[f. BLOAT v.2 + -ED.]
1. Of the body, face, etc.: Swollen, puffed up, turgid; esp. as describing the effect of gluttony and self-indulgence.
1664. H. More, Myst. Iniq., 475. Disguised in some uncouth habit with circumcised crowns, and moaped or bloated looks.
1711. F. Fuller, Med. Gymn., 56. A Bloated Habit of Body.
1713. Guardian, No. 17 (1756), I. 79. The tender fool has wept till her eyes are swelled and bloated.
1782. Cowper, Progr. Err., 495. Bloated spiders.
1820. Keats, St. Agnes, xxxix. The bloated wassailers will never heed.

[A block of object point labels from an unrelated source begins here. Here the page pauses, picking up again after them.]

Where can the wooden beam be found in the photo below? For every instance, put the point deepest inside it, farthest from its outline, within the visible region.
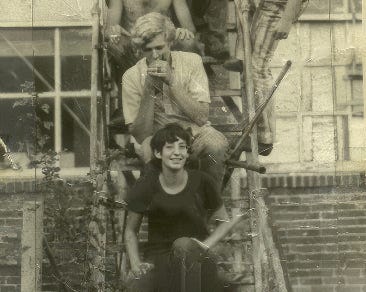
(252, 177)
(97, 225)
(32, 234)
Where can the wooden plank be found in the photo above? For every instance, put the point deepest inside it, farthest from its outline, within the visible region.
(252, 177)
(32, 234)
(223, 93)
(229, 102)
(97, 225)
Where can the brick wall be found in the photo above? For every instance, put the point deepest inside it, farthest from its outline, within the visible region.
(319, 223)
(321, 232)
(13, 193)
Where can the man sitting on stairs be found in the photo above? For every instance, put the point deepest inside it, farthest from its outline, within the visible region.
(122, 15)
(170, 86)
(271, 22)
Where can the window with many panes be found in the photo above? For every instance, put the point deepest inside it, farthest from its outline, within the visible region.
(45, 91)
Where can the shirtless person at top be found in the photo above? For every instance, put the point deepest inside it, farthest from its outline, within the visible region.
(122, 15)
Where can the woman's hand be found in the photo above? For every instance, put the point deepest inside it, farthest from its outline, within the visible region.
(139, 270)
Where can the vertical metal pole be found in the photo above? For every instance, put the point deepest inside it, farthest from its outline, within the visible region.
(94, 87)
(97, 225)
(364, 61)
(254, 183)
(58, 101)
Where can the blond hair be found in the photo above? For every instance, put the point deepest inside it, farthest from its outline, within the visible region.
(149, 26)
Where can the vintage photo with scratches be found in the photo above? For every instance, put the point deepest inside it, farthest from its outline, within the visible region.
(182, 146)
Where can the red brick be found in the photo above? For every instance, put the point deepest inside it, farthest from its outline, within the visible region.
(10, 288)
(348, 288)
(13, 280)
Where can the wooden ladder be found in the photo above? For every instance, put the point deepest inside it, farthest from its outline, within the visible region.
(264, 254)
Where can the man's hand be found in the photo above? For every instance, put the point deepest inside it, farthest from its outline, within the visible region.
(162, 70)
(183, 34)
(139, 270)
(115, 32)
(282, 29)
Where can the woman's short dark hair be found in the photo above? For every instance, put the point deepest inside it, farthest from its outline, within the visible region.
(169, 134)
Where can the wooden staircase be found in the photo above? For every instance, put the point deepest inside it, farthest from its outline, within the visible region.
(253, 254)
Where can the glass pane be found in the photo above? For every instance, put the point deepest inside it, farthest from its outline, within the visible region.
(75, 140)
(26, 55)
(75, 58)
(26, 126)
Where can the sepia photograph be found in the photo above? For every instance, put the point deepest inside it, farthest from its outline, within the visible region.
(182, 146)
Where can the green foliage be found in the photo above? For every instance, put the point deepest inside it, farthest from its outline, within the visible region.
(67, 214)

2. transf. and fig. a. Of things: Swollen, inflated, crammed; overgrown, of excessive size.
1711. trans. Werenfelsius Meteors of Stile, 235. He affected the Eloquence of bloated and high-sounding Words.
1785. Cowper, Task, I. 739. His overgorged and bloated purse.
1846. Prescott, Ferd. & Is., III. xvi. 194. The bloated magnificence of succeeding monarchs.
1862. Disraeli, in Hansard, Ser. III. CLXVI. 1426. Those bloated armaments which naturally involve states in financial embarassments.
1879. Geo. Eliot, Theo. Such, ii. 47. Its bloated, idle charities.
b. Of persons or their attributes: Swollen with pride of rank or wealth; puffed up, pampered.
1731. Swift, To Gay, Wks. 1755, IV. I. 169. A statesman A bloated minister.
1863. Stanley, Jew. Ch., xiii. 311. The bloated pluralists of the mediæval Church.
1868. J. H. Blunt. Ref. Ch. Eng., I. 355. The bloated aristocracy of a republican ideal.
3. Comb., as bloated-bellied adj.
1875. B. Taylor, Faust, I. xxi. 180. Ist the salamander pushes Bloated-bellied through the bushes?